On Thu, Apr 28, 2011 at 04:39:59PM +0200, Arnd Bergmann wrote:
On Thursday 28 April 2011, Russell King - ARM Linux wrote:
On Thu, Apr 28, 2011 at 04:29:52PM +0200, Arnd Bergmann wrote:
Given that people still want to have an interface that does what I though this one did, I guess we have two options:
- Kill off dma_cache_sync and replace it with calls to dma_sync_* so we can start using dma_alloc_noncoherent on ARM
I don't think this is an option as dma_sync_*() is part of the streaming DMA mapping API (dma_map_*) which participates in the idea of buffer ownership, which the noncoherent API doesn't appear to.
I thought the problem was in fact that the noncoherent API cannot be implemented on architectures like ARM specifically because there is no concept of buffer ownership. The obvious way to fix that would be to redefine the API. What am I missing?
You are partially correct. With the streaming interface, we're fairly strict with the buffer ownership stuff, as the most effective way to implement it across all our CPUs is to deal with the mapping, sync and unmapping in terms of buffers being passed from CPU control to DMA device control and back again.
With the noncoherent interface, there is less of a buffer ownership idea. For instance, to read from a noncoherent buffer, the following is required (in order, I'm not considering the effects of weakly ordered stuff):
/* dma happens, signalled complete */ dma_cache_invalidate(buffer, size); /* cpu can now see up to date data */ message = *buffer;
Unlike the streaming API, we don't need to hand the buffer back to the device before the CPU can repeat the above code sequence.

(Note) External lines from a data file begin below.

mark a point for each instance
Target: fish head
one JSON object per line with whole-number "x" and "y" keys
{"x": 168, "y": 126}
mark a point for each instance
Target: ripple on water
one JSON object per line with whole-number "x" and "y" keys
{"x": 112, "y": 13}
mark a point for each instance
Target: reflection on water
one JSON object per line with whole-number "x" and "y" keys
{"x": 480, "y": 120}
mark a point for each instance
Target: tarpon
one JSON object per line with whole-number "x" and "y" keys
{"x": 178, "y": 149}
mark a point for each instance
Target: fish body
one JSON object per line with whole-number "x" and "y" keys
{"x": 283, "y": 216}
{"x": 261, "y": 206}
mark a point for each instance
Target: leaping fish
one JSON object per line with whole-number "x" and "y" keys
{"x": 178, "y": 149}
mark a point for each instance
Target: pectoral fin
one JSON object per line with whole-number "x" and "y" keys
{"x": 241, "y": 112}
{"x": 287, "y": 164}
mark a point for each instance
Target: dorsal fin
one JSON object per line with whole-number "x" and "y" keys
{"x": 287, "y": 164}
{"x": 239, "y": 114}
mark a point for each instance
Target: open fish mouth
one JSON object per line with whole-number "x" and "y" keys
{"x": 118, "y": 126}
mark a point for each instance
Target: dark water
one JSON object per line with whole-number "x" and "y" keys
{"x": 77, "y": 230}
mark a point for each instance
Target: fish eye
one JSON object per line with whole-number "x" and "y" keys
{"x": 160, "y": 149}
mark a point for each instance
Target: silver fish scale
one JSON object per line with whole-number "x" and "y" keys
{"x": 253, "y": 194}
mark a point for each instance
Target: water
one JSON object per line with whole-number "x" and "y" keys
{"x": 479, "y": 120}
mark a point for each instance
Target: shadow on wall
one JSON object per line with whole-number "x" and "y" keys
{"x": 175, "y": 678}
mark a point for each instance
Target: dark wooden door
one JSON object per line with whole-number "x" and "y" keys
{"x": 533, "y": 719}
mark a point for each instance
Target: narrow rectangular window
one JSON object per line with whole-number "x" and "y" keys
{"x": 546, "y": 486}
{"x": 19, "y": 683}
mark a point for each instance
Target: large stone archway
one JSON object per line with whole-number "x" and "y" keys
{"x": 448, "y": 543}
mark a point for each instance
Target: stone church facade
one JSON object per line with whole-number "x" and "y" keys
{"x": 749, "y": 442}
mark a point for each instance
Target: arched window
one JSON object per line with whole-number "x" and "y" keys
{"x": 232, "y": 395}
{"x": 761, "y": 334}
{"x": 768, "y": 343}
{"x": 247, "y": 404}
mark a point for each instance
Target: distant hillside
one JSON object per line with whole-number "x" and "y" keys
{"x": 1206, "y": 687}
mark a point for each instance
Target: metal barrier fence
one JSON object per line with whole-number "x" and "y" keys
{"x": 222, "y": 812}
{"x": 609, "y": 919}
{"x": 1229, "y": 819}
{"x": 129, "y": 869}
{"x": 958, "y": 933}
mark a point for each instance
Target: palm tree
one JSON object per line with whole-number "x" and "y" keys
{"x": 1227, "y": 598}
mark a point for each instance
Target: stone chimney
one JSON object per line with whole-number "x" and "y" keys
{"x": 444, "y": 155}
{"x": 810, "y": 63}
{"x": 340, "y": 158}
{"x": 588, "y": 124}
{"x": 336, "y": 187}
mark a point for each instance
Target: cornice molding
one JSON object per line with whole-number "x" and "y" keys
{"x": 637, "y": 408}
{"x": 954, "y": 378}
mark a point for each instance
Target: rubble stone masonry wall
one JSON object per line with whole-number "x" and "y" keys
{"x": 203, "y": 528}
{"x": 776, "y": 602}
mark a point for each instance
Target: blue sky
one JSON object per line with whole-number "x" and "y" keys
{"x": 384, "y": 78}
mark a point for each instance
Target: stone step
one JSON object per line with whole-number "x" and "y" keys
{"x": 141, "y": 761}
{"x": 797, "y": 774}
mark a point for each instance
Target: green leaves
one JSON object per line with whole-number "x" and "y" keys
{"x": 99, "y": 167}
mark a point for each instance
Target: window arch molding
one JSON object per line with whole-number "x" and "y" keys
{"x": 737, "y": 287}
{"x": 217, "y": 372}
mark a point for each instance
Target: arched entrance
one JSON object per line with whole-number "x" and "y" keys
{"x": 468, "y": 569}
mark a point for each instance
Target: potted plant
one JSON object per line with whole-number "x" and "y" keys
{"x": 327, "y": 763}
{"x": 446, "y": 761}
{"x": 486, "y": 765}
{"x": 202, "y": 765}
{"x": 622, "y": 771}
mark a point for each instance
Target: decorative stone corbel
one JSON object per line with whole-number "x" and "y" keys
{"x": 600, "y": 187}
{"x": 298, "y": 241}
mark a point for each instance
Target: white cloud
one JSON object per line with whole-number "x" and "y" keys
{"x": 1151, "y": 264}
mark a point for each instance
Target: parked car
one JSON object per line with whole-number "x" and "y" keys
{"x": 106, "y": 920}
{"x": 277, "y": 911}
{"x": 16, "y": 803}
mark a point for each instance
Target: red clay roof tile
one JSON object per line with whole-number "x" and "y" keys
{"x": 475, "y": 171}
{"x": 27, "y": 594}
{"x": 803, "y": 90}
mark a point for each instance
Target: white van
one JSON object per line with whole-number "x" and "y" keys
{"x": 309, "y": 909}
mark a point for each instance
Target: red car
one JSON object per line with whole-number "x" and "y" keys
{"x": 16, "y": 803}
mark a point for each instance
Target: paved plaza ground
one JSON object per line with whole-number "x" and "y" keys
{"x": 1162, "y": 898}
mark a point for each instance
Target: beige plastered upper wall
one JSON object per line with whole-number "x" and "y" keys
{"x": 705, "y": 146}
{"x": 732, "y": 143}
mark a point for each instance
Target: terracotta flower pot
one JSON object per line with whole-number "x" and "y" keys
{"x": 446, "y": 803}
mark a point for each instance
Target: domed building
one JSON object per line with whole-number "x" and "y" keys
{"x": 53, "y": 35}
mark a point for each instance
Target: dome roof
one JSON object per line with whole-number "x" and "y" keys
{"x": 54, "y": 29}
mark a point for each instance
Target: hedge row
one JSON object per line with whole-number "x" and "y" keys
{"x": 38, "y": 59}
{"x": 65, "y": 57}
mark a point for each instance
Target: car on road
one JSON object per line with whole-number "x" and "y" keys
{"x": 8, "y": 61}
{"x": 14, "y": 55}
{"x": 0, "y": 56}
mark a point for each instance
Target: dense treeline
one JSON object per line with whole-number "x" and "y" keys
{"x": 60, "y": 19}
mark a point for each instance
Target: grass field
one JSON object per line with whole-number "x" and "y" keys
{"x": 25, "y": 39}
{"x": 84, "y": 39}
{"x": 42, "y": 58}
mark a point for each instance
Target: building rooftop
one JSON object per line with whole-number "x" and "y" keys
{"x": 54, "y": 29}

If we want to write to a noncoherent buffer, then we need:
*buffer = value; dma_cache_writeback(buffer, size); /* dma can only now see new value */
and again, the same thing applies.
There is an additional problem lurking in amongst this though - a buffer which is both read and written by the CPU has to be extremely careful of cache writebacks - this for instance would not be legal:
*buffer = value; ... /* dma from device */ dma_cache_invalidate(buffer, size); message = *buffer;
as it is not predictable whether we'll see 'value' or the DMA data - that depends on the relative ordering of the DMA writing to RAM vs the cache eviction of the CPU write.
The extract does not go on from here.